The patent pending system can be installed in the dog’s collar or stationary sensors, and is operational in all weather conditions. Tests so far have proven the system to be accurate in more than 93 percent of cases.
The need for additional homeland security devices has been growing rapidly in the past decade, but in the wake of September 11, 2001, awareness has intensified and people are looking for new, cost-effective ways to secure their property.
The Freedonia Group research firm forecasts that the world market for security products and systems will expand 11% per year through 2006, approaching $80 billion.
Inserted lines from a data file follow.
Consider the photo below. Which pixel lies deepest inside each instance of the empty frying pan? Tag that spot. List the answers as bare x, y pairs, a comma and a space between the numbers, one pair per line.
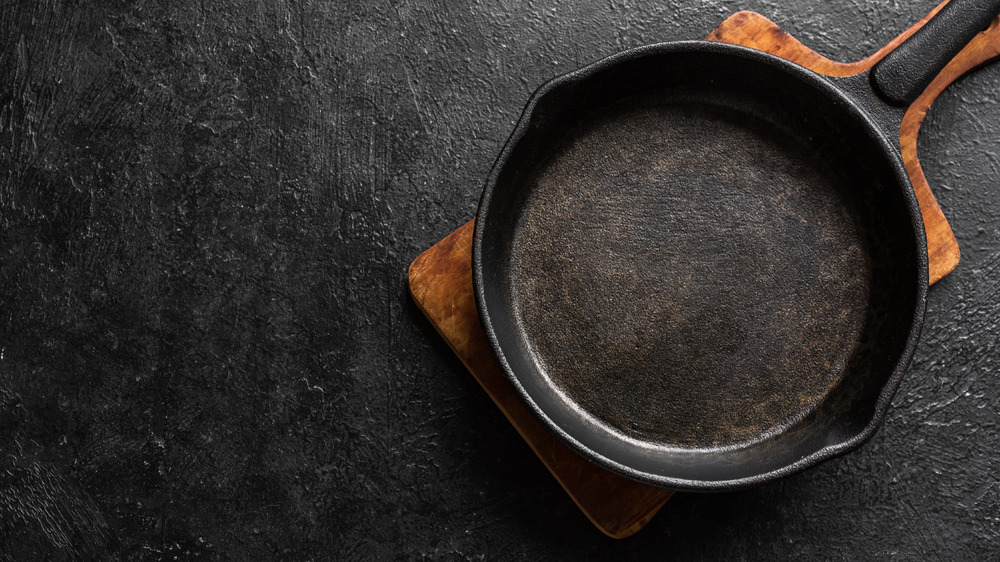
704, 267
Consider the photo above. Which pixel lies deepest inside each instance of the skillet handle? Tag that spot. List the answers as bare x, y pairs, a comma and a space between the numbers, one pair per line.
904, 73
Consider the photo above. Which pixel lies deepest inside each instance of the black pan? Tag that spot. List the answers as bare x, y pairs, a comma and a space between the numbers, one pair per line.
704, 267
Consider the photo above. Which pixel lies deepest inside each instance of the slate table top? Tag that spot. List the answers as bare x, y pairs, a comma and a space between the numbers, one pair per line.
206, 344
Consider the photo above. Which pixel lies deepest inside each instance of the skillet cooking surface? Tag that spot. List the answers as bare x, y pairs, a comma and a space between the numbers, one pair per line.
688, 273
698, 269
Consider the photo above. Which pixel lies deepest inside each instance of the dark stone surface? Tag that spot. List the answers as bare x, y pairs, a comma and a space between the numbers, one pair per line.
206, 346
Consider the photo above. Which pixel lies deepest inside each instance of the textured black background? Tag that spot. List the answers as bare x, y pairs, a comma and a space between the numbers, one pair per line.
206, 346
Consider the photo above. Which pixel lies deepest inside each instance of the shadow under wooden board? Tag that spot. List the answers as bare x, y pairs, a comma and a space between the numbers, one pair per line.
440, 279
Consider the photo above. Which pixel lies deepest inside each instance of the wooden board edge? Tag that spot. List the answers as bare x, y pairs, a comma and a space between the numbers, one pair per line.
753, 30
416, 283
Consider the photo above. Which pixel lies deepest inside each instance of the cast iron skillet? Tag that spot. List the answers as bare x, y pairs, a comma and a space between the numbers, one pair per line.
704, 267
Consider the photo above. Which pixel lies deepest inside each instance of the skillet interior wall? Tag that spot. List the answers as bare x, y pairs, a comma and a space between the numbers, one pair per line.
307, 410
838, 409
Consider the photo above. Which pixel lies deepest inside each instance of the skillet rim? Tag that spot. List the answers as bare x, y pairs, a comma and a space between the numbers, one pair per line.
859, 101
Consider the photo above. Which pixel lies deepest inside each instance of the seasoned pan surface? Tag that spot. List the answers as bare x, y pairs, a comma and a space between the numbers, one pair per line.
698, 269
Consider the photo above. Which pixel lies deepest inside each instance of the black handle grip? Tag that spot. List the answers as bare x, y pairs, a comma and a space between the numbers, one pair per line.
903, 74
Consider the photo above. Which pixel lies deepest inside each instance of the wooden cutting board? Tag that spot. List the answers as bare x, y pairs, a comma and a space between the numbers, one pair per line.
440, 279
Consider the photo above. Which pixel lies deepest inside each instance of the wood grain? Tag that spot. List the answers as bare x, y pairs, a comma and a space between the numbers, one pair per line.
440, 281
441, 284
754, 30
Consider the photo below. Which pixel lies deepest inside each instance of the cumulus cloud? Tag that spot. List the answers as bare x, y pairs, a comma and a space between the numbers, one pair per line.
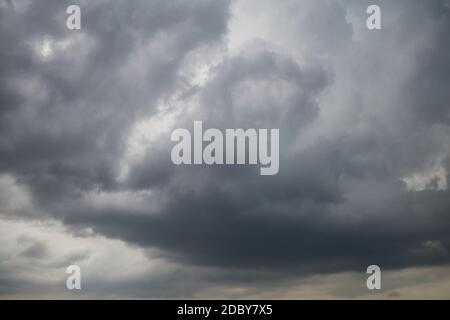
86, 117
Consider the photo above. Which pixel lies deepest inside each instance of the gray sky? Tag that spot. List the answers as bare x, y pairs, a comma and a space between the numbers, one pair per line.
85, 170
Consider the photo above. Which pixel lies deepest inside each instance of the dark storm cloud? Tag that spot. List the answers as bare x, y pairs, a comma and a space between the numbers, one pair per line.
70, 139
338, 202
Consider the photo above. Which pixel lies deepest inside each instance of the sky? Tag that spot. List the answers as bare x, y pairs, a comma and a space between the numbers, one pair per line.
86, 176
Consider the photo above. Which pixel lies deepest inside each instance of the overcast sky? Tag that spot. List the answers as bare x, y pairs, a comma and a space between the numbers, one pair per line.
86, 176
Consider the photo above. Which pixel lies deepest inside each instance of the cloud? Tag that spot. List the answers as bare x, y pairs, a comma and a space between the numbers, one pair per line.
86, 117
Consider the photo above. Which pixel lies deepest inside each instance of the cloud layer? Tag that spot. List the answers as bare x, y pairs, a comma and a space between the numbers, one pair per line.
86, 117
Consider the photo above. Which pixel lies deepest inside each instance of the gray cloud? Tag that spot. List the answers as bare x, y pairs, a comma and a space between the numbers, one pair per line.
363, 117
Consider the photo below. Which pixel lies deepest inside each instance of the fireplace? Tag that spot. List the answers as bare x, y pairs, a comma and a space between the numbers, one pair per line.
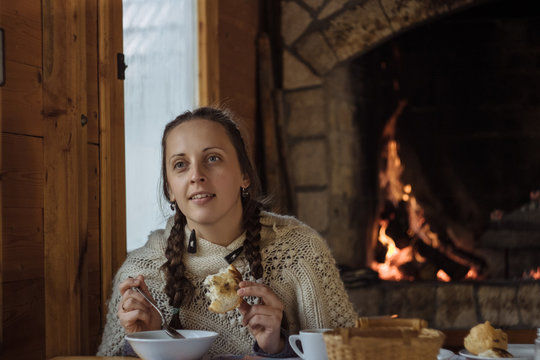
452, 87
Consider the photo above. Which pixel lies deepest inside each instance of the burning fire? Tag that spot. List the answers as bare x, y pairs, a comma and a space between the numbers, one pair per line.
417, 234
533, 274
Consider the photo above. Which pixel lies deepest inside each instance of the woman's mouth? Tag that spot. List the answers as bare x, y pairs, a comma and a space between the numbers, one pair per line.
201, 196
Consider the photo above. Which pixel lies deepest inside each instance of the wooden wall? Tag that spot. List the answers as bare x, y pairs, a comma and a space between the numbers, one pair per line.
56, 141
62, 159
228, 58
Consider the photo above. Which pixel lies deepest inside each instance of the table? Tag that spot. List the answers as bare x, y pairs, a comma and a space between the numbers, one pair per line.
92, 358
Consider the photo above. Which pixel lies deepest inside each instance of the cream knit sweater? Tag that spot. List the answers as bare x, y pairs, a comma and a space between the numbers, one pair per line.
298, 267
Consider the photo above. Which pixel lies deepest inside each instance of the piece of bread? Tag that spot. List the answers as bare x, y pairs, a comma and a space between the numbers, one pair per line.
483, 337
222, 289
496, 353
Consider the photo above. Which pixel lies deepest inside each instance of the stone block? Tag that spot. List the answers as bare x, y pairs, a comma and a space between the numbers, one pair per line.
456, 307
331, 7
413, 301
310, 163
306, 113
314, 4
296, 74
313, 209
356, 30
498, 305
315, 51
366, 300
528, 300
294, 21
405, 14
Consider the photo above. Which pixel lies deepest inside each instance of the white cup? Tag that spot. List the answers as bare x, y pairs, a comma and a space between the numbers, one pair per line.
312, 343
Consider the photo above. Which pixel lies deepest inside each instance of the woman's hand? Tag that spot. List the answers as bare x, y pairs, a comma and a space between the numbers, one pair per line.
134, 312
264, 319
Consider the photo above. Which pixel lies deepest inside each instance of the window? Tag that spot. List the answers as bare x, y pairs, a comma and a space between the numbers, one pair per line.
160, 47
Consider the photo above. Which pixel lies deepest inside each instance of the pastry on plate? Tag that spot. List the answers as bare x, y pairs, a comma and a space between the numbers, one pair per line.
484, 337
222, 289
495, 353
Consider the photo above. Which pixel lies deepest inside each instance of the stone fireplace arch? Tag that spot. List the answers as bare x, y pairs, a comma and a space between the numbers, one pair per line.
319, 39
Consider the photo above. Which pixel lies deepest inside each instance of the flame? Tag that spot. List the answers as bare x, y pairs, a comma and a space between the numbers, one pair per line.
533, 274
442, 276
396, 191
389, 270
472, 274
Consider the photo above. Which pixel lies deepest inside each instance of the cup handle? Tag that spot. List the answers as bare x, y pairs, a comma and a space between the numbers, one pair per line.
292, 341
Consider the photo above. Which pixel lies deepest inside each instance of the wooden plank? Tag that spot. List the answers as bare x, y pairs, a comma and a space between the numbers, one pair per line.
22, 100
111, 132
209, 56
23, 244
66, 197
1, 231
94, 263
238, 30
92, 71
93, 176
22, 173
21, 21
24, 305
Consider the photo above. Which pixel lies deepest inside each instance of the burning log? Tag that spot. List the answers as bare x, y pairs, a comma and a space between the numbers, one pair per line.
455, 270
398, 223
452, 250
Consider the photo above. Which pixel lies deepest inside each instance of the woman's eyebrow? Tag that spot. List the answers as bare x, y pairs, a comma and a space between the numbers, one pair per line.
212, 148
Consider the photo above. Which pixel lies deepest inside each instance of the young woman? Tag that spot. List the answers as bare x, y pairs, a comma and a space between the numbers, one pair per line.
290, 278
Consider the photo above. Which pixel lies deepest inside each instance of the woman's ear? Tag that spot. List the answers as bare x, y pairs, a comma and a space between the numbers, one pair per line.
171, 195
245, 181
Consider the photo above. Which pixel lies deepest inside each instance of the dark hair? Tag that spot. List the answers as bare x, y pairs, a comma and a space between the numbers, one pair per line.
178, 287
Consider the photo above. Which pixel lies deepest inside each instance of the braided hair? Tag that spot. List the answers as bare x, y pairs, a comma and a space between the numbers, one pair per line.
177, 287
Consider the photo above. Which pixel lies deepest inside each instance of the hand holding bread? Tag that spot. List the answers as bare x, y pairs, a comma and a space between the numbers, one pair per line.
222, 289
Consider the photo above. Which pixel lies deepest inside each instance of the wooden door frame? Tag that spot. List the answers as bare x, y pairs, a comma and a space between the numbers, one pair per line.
111, 140
208, 51
65, 158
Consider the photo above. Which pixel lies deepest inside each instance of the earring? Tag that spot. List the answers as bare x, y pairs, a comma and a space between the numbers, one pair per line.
245, 192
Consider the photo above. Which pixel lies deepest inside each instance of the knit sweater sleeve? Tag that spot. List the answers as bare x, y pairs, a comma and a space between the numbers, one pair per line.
113, 333
143, 261
320, 299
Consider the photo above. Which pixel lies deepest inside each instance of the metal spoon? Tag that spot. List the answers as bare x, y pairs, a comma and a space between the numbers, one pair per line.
168, 329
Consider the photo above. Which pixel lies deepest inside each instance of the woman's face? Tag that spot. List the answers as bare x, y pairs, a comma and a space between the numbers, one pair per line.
203, 173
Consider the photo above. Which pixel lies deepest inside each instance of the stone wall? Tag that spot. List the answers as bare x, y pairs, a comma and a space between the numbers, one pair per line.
320, 37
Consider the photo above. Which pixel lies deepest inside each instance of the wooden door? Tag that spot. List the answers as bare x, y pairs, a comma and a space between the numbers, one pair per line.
61, 173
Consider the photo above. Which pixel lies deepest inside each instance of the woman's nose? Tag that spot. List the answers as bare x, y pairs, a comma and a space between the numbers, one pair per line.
197, 175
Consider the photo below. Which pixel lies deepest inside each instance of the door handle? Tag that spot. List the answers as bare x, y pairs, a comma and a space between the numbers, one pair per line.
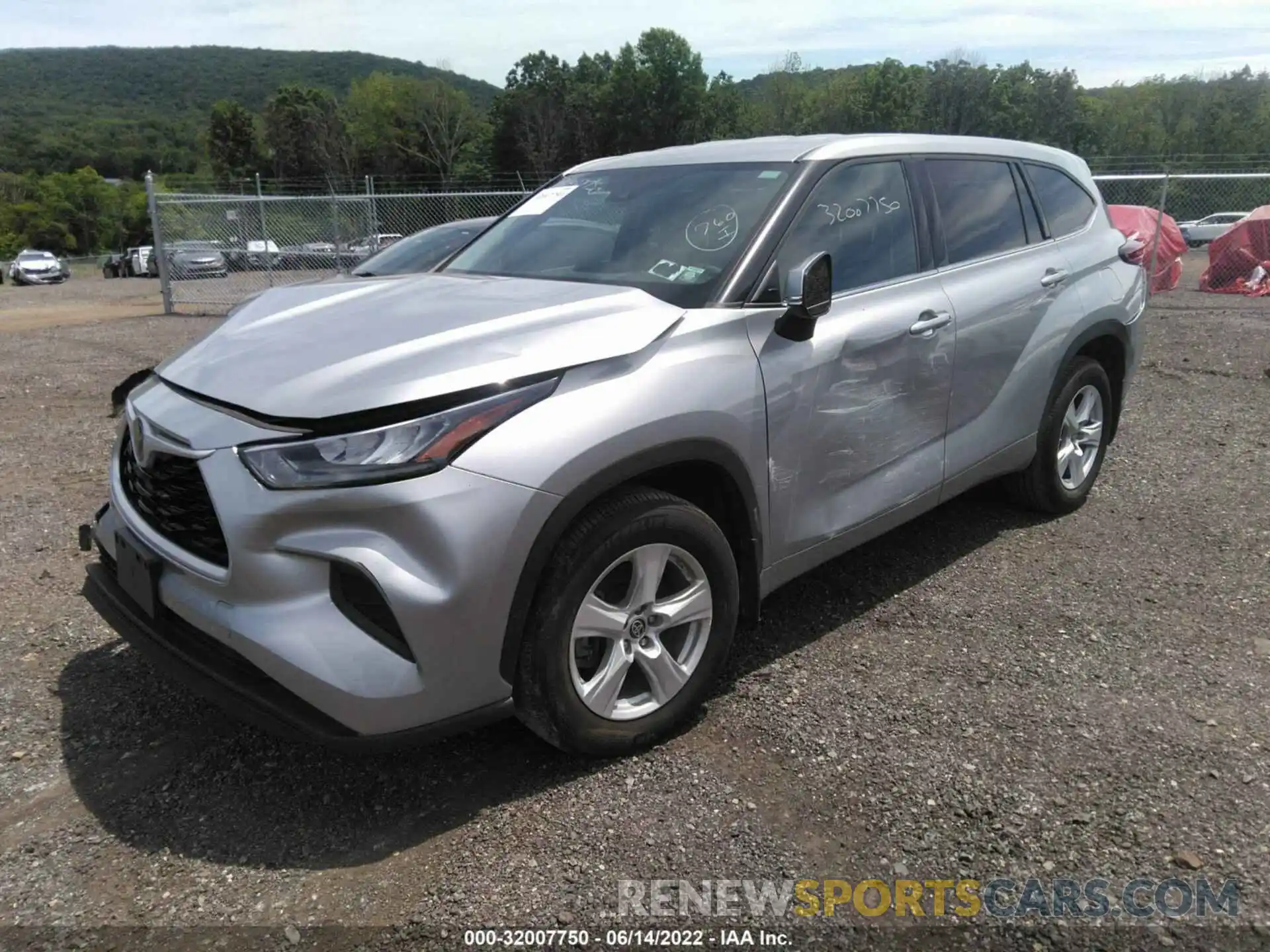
929, 323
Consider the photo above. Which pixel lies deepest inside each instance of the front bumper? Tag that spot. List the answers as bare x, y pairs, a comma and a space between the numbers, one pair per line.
38, 277
263, 635
220, 676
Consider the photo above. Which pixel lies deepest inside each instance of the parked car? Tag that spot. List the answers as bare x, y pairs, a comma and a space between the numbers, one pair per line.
423, 251
190, 259
1203, 230
134, 263
32, 267
550, 476
112, 266
370, 244
312, 255
255, 255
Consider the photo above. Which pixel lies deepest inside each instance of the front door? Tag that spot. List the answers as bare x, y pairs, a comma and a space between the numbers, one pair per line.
857, 415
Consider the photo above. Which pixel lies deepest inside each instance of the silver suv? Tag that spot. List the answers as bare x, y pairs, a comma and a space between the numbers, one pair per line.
553, 476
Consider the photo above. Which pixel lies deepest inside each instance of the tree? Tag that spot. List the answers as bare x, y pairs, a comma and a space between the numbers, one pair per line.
783, 99
233, 140
412, 126
305, 132
656, 93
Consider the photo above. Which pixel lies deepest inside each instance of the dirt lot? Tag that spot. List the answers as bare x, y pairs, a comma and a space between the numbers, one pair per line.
980, 694
85, 299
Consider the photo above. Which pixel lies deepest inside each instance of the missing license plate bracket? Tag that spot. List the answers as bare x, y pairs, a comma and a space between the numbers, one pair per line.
138, 571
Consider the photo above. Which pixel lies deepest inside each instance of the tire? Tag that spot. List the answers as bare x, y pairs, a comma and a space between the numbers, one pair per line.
1042, 487
591, 555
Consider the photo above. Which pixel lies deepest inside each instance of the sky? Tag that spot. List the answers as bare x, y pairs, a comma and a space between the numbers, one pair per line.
1104, 41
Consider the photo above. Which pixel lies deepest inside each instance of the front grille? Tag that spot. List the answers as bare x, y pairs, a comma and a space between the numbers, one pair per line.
173, 499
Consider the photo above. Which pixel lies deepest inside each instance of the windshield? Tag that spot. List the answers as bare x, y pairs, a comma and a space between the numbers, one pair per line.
669, 230
423, 251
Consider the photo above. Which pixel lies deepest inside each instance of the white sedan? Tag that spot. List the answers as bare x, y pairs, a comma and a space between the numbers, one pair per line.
1205, 230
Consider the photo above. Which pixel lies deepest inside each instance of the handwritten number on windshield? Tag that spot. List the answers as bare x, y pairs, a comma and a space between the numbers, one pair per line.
713, 230
859, 208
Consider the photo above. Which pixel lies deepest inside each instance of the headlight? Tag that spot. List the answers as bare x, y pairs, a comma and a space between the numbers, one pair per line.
397, 452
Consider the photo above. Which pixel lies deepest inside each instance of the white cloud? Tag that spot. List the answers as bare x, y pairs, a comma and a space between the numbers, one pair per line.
1101, 41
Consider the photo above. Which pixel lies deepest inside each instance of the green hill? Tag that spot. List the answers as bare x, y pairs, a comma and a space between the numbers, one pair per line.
128, 110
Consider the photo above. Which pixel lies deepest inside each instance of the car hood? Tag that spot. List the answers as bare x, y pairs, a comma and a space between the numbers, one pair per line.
314, 350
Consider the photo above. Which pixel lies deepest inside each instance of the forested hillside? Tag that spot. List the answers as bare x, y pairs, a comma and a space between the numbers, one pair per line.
212, 117
124, 111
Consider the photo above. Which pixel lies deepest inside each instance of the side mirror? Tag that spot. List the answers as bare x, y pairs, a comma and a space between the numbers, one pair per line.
1133, 252
810, 294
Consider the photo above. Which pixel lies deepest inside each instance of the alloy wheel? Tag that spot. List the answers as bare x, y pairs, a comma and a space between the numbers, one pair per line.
640, 633
1080, 437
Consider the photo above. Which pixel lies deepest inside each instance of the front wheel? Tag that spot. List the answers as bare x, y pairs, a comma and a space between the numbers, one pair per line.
630, 625
1071, 444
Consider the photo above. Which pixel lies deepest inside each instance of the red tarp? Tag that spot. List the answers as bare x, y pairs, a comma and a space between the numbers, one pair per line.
1238, 262
1138, 222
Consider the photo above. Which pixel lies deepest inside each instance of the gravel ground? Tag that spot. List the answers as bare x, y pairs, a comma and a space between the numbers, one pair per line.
87, 298
980, 694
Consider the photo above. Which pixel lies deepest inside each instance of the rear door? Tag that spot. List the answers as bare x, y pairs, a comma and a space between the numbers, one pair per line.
1013, 291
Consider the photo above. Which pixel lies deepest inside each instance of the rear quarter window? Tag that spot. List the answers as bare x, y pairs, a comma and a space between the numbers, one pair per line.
1066, 205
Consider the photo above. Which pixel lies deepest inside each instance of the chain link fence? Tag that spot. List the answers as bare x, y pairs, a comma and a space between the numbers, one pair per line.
222, 248
1189, 196
214, 251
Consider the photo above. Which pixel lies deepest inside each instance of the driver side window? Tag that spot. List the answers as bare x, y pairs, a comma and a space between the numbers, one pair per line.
863, 216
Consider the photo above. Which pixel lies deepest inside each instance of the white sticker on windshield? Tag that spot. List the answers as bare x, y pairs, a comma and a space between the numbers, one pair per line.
544, 200
673, 272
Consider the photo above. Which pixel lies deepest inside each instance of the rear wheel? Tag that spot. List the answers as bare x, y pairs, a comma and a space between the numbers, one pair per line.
630, 625
1071, 444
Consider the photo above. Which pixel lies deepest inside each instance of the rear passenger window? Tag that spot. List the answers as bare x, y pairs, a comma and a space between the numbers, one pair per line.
1067, 206
861, 215
980, 207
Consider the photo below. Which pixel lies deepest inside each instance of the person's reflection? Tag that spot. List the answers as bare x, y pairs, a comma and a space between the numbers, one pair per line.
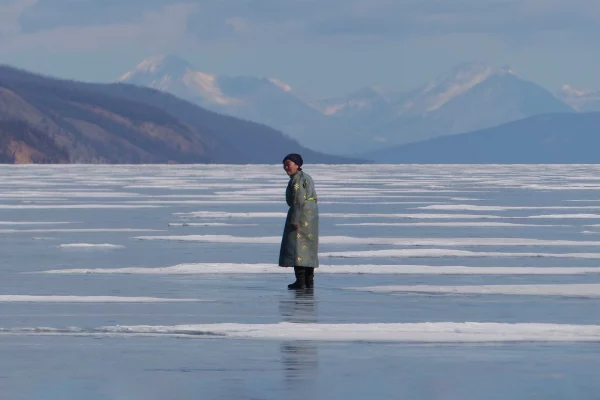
299, 358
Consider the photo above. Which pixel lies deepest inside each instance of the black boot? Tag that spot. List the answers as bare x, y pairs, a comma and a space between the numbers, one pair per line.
300, 282
309, 275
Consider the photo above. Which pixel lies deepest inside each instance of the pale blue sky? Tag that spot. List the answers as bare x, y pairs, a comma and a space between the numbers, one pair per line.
320, 47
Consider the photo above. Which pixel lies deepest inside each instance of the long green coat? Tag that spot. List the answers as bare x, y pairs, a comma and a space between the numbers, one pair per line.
299, 248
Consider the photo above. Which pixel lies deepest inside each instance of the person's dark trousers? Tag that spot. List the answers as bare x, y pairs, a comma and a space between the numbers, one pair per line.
309, 277
300, 279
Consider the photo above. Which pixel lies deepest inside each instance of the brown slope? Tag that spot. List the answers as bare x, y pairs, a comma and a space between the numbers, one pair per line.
126, 124
96, 128
20, 143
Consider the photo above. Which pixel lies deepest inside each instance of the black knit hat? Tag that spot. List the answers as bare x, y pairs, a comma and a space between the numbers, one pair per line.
295, 158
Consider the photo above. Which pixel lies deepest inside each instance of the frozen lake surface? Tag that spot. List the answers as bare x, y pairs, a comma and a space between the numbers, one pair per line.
437, 282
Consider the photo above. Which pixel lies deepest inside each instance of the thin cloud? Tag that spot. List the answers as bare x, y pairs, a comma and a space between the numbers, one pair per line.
155, 31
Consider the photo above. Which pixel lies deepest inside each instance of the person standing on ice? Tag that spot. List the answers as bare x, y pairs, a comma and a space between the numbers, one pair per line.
300, 241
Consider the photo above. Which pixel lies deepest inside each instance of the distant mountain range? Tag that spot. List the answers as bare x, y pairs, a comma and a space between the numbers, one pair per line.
467, 98
542, 139
44, 120
584, 100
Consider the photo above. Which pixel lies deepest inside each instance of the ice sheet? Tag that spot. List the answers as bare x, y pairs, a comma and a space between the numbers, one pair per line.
427, 332
233, 268
87, 299
567, 290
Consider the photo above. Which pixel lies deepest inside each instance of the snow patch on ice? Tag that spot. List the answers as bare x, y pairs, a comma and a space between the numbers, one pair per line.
87, 299
567, 290
445, 253
424, 332
90, 245
233, 268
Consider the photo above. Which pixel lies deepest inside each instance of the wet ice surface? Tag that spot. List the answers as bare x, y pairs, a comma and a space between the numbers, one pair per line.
156, 282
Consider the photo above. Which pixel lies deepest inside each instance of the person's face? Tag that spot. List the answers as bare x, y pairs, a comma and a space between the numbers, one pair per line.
290, 167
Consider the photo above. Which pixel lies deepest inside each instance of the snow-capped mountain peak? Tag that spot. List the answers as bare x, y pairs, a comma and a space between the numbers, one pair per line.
280, 84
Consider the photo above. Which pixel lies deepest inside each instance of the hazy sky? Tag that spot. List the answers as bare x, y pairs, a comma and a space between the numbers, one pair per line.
320, 47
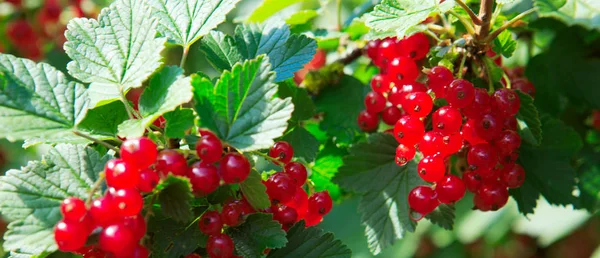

Zehavi believes Watchdog’s product can be used in all sorts of environments, from homes to government facilities and commercial institutions. Many of these places already use guard dogs. So far the company, which was founded in 2000, had launched an Alpha site at a governmental operational facility in Israel and a first test site at an Israeli military base.
“The system is dramatically increasing the security level at a low capital investment. It’s attractive to a business or home owner – no place is Ft. Knox, everyplace in penetrable. The question is ‘how much do I invest’ and ‘how much security do I get back?’ That’s our strength. With low investment you can get a dramatic increase in the level of security,” said Zehavi.
The company plans to launch a commercial version of its product in the last quarter of the year in Israel. Zehavi admits that the company views the Israeli governmental market as an operational “seal of approval,” and a launching pad to the US, European, and Far East markets.
Once the company has entered the commercial market, it then plans to focus on the residential market with a product that will cost under $100. There are 79 million pet dogs living in US homes alone, and with DBS’s help, they can all soon turn into ‘Watchdogs.”